Key initiatives and programs cross agencies and include electronic health record modernization in the Department of Veterans Affairs and Department of Defense, data-sharing platforms used by the Centers for Medicare & Medicaid Services and Centers for Disease Control and Prevention, clinical research infrastructure supported by the National Institutes of Health and All of Us Research Program, and public-health surveillance systems coordinated with State health departments, Indian Health Service, and the World Health Organization. Programs often interface with private-sector ecosystems including Epic Systems Corporation, Cerner Corporation, Microsoft, Amazon Web Services, Google Health, and research consortia at Harvard Medical School and Mayo Clinic.
Privacy and security provisions harmonize statutory requirements from the Health Insurance Portability and Accountability Act of 1996, enforcement by the Office for Civil Rights (HHS), guidance from the National Institute of Standards and Technology, and policy input from the Federal Trade Commission on data protection. Compliance work aligns with risk management frameworks used by Department of Defense, Department of Veterans Affairs, and civilian agencies, and leverages standards such as NIST Special Publication 800-53, cryptographic guidance from the National Security Agency, and identity frameworks like Trusted Identity Ecosystem initiatives.
Collaboration mechanisms include interagency working groups composed of representatives from the Office of the National Coordinator for Health Information Technology, Centers for Medicare & Medicaid Services, Department of Defense, Department of Veterans Affairs, National Institutes of Health, Centers for Disease Control and Prevention, and the Office of Management and Budget, with stakeholder convenings including academic partners at Columbia University, Yale University, University of Pennsylvania, and industry consortia like the Sequoia Project and CommonWell Health Alliance. Public comment processes interface with professional societies including the American Medical Association, American Nurses Association, American Health Information Management Association, and the College of Healthcare Information Management Executives.
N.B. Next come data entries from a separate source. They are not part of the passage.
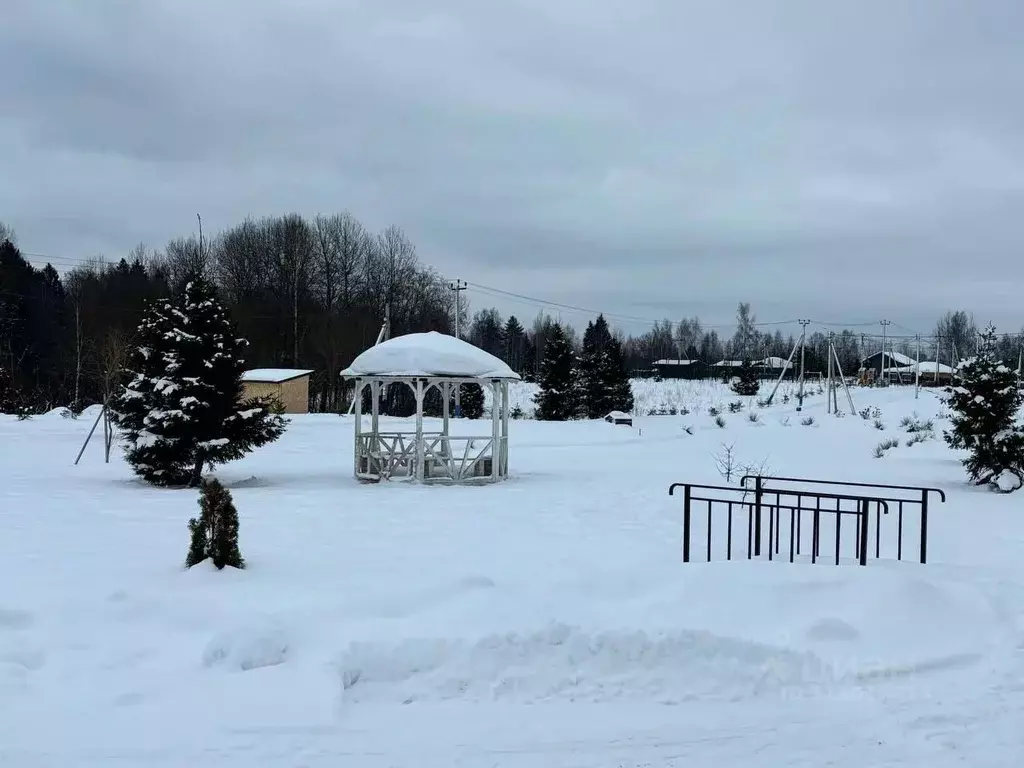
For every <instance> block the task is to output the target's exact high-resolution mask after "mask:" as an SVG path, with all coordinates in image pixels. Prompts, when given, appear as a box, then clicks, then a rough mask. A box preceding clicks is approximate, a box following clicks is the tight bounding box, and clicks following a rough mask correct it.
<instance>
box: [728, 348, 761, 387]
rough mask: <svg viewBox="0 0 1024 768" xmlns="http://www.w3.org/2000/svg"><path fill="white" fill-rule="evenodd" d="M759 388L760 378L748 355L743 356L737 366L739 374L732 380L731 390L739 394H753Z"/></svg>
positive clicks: (760, 379)
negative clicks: (746, 356)
mask: <svg viewBox="0 0 1024 768" xmlns="http://www.w3.org/2000/svg"><path fill="white" fill-rule="evenodd" d="M760 389H761V379H760V378H759V377H758V372H757V369H756V368H754V364H753V362H751V358H750V357H744V358H743V361H742V365H740V367H739V375H738V376H737V378H736V380H735V381H733V382H732V391H733V392H735V393H736V394H739V395H755V394H757V393H758V390H760Z"/></svg>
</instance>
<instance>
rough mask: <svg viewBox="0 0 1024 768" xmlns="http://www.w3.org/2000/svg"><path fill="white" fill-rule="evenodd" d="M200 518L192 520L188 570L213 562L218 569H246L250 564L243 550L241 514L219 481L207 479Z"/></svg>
mask: <svg viewBox="0 0 1024 768" xmlns="http://www.w3.org/2000/svg"><path fill="white" fill-rule="evenodd" d="M199 506H200V509H201V510H202V511H201V512H200V516H199V517H198V518H196V517H194V518H193V519H190V520H189V521H188V532H189V535H190V539H189V543H188V555H187V556H186V557H185V567H186V568H190V567H191V566H193V565H198V564H199V563H201V562H203V561H204V560H207V559H209V560H211V561H212V562H213V564H214V565H215V566H216V567H217V568H218V569H220V568H224V567H225V566H228V565H229V566H231V567H232V568H244V567H245V566H246V561H245V560H244V559H243V558H242V553H241V552H240V551H239V512H238V510H236V509H234V503H233V502H232V501H231V494H230V492H229V490H228V489H227V488H225V487H224V486H223V485H221V484H220V481H219V480H217V479H216V478H211V479H206V480H203V484H202V486H201V488H200V498H199Z"/></svg>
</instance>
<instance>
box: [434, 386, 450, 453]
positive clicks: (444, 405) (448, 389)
mask: <svg viewBox="0 0 1024 768" xmlns="http://www.w3.org/2000/svg"><path fill="white" fill-rule="evenodd" d="M437 386H438V388H439V389H440V390H441V400H443V402H444V404H443V406H441V415H442V418H443V422H442V423H441V424H442V426H441V434H443V435H444V436H445V437H447V436H449V420H450V419H451V418H452V417H451V413H452V407H451V404H450V403H449V399H450V398H451V397H452V382H450V381H442V382H441V383H440V384H438V385H437ZM445 447H446V446H445Z"/></svg>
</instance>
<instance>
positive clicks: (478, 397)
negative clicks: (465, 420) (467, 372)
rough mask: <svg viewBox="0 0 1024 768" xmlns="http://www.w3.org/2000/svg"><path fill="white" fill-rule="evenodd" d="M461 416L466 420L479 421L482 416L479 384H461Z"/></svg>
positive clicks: (480, 395)
mask: <svg viewBox="0 0 1024 768" xmlns="http://www.w3.org/2000/svg"><path fill="white" fill-rule="evenodd" d="M459 404H460V406H461V407H462V415H463V417H465V418H466V419H479V418H481V417H482V416H483V387H481V386H480V385H479V384H463V385H462V394H461V396H460V398H459Z"/></svg>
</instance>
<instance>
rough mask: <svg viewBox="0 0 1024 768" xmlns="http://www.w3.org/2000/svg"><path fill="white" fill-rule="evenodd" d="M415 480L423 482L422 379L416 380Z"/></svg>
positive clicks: (422, 401)
mask: <svg viewBox="0 0 1024 768" xmlns="http://www.w3.org/2000/svg"><path fill="white" fill-rule="evenodd" d="M413 391H414V392H415V393H416V479H417V480H419V481H420V482H423V455H424V451H423V450H424V445H423V379H416V384H415V386H414V387H413Z"/></svg>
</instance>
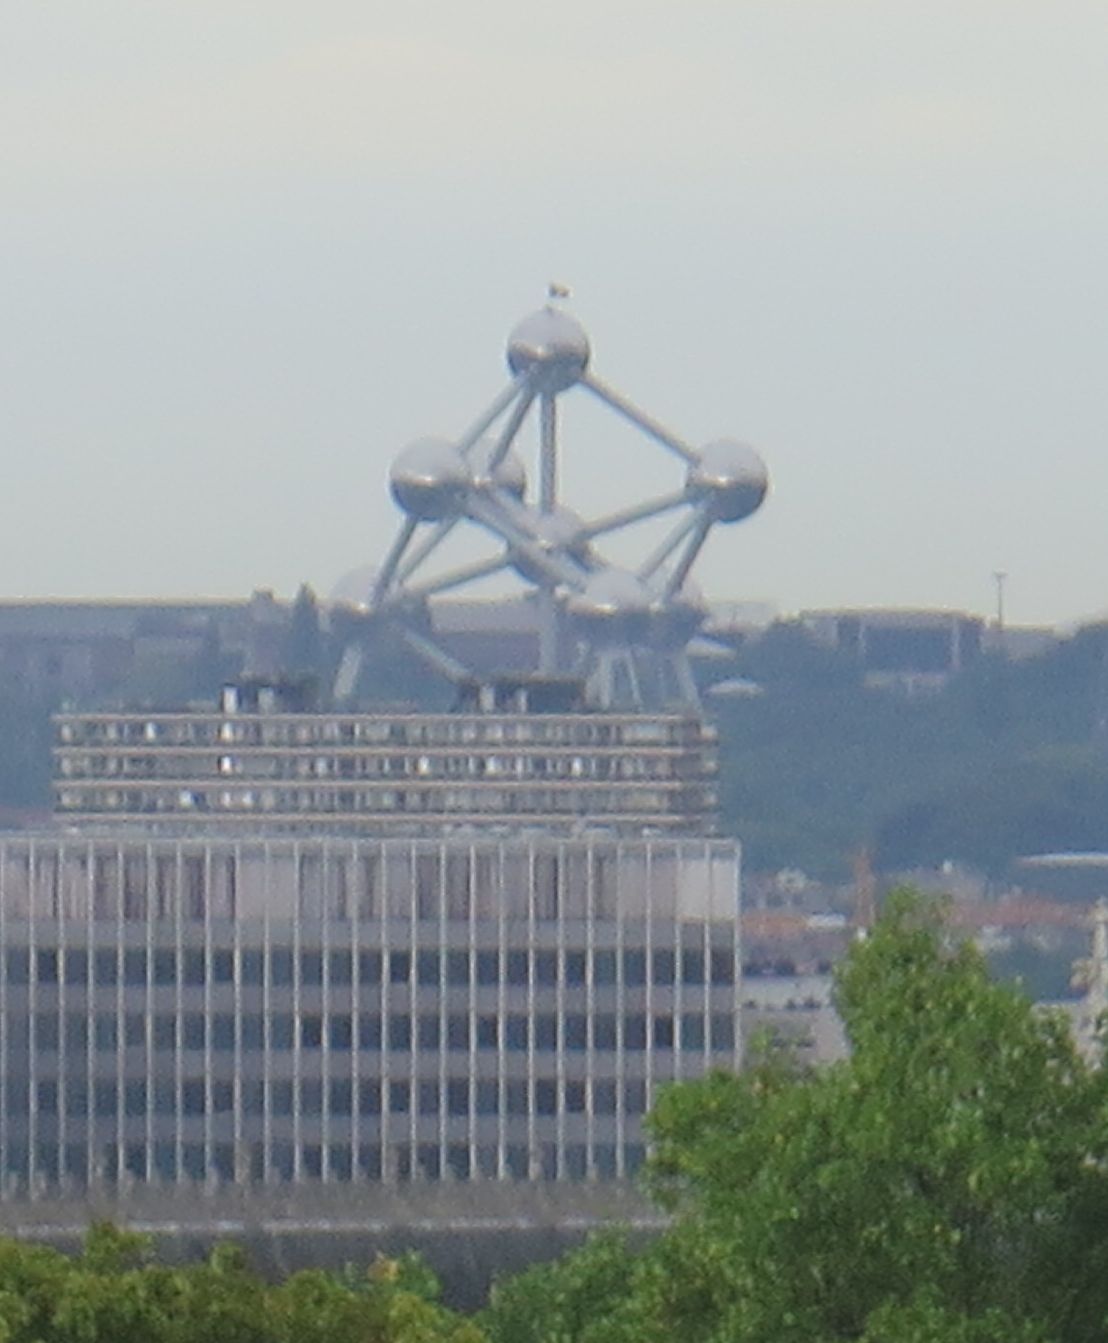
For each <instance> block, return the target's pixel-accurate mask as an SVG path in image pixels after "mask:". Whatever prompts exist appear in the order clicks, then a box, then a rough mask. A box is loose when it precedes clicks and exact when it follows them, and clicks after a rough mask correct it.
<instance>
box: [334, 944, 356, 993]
mask: <svg viewBox="0 0 1108 1343" xmlns="http://www.w3.org/2000/svg"><path fill="white" fill-rule="evenodd" d="M352 975H353V958H352V955H351V952H349V951H332V952H330V955H329V956H328V978H329V980H330V983H332V986H344V987H345V986H347V984H349V983H351V980H352Z"/></svg>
Performance measurement relies on indicators tracked by Office of the National Coordinator for Health Information Technology, Centers for Medicare & Medicaid Services program metrics, and evaluation reports from the Government Accountability Office and Congressional Budget Office. Metrics include interoperability adoption rates reported by Health Level Seven International-aligned surveys, quality measures tied to Centers for Medicare & Medicaid Services quality programs, research outputs from National Institutes of Health-funded studies, and security posture assessments informed by National Institute of Standards and Technology frameworks. Continuous improvement cycles incorporate lessons from Veterans Health Administration modernization, Defense Health Agency initiatives, and academic evaluations from institutions such as University of California, Los Angeles and University of Washington.